What Is Hybrid Working?

The term “hybrid work” is likely something you have heard a lot about in recent months.

Although the concept of “hybrid” or flexible work wasn’t something we saw much of a couple of years ago, the pandemic helped to pave a new future for tomorrow’s employees.

As problematic as things like social distancing were for businesses, they also demonstrated the ability of team members to work from a variety of different locations.

This new environment gave rise to a future of “hybrid work”. Here is what you need to know about the hybrid work model.

Is Hybrid Work the Same as Remote Work?

Right now, we have four different forms of “work”:

  • In-office: You work in a standard office or on-premises environment
  • Remote: You work outside of the office, either from home or a connected location.
  • Field: You work routinely in the field, such as traveling to client homes.
  • Hybrid: A mixed workplace that enables remote, field, and in-office employment.
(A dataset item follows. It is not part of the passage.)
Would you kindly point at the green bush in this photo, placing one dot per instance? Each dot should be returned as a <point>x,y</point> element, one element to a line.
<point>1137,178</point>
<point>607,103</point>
Remote work was one of the first trends to emerge as a result of the pandemic. For a while, companies began to consider a future where “remote work” would be the dominant model.

Unfortunately, we quickly discovered situations in which people simply couldn’t work remotely.

You cannot check on the performance of a machine remotely without access to high-quality IoT-connected devices. Employees cannot serve customers in a store remotely either (at least not yet). Therefore, not everyone can simply relocate their jobs to a home office.

Similarly, even among office workers who could work from home, many found that they did not thrive without some interaction with their colleagues from time to time.

Overall, the workforce discovered that a “hybrid” work model—a blend of both remote and in-office working—may be the best for the workplace of the future.

Indeed, according to an Accenture study, around 83% of people say that hybrid work would be optimal for them going forward.

Defining Hybrid Working?

Hybrid working is a flexible working model that allows employees to work from various locations. This model comes from a combination of fully remote and flexible work, in-office employment, and field work.

The hybrid model enables employees to combine different types of work for more autonomy, flexibility, and efficiency in the workplace.

The business landscape has shifted to accommodate a hybrid workplace, ushering in an era where employees can realize their potential regardless of their location.

With multiple generations working across various environments, hybrid work is arguably the most effective way to support all employee personas.

In the past few years, this concept has gained increasing recognition as a result of the pandemic showing that people can work and collaborate in various settings without diminishing results.

According to the Xerox Future of Work Survey, around 82% of the workforce believes they will be back in their workplace soon enough, but many also do not want to return to a workplace where they have no flexibility.

Is Hybrid Working a Good Idea?

Whether you like the idea of hybrid work or not, chances are you will have to live with it at some point in the not-too-distant future. Hybrid working has taken the world by storm, especially during a time when it is not always possible for everyone to work in the same confined space.

With a hybrid working strategy, you can ensure not only a more flexible, engaged workforce but a more resilient one too.

Hybrid employees can continue to operate and deliver results for your company, even when your office might not be up and running. At the same time, hybrid working ensures you can access a wider range of professionals from all over the world.

You don’t necessarily need to hire someone close to home if you have a hybrid office environment where people can work remotely. In a time when skill shortages are everywhere, it helps to know you can tap into the abilities of people anywhere.

Hybrid work can also ensure businesses from all landscapes can continue to attract talent in the years ahead.

As current studies suggest, hybrid work is the go-to selection for most employees in search of new working methods. If you’re hoping to appeal to a younger generation of employees, you need to offer at least some flexibility – that’s where hybrid work comes in.

Preparing for Hybrid Work

The shift to a hybrid work future has already begun for most companies. If you’ve already started to communicate with staff through the cloud, or you have teams connected through a video conferencing tool, you’re on the right path.

The key is making sure everyone can have a “seat at the table”, even when there’s no physical table to sit at.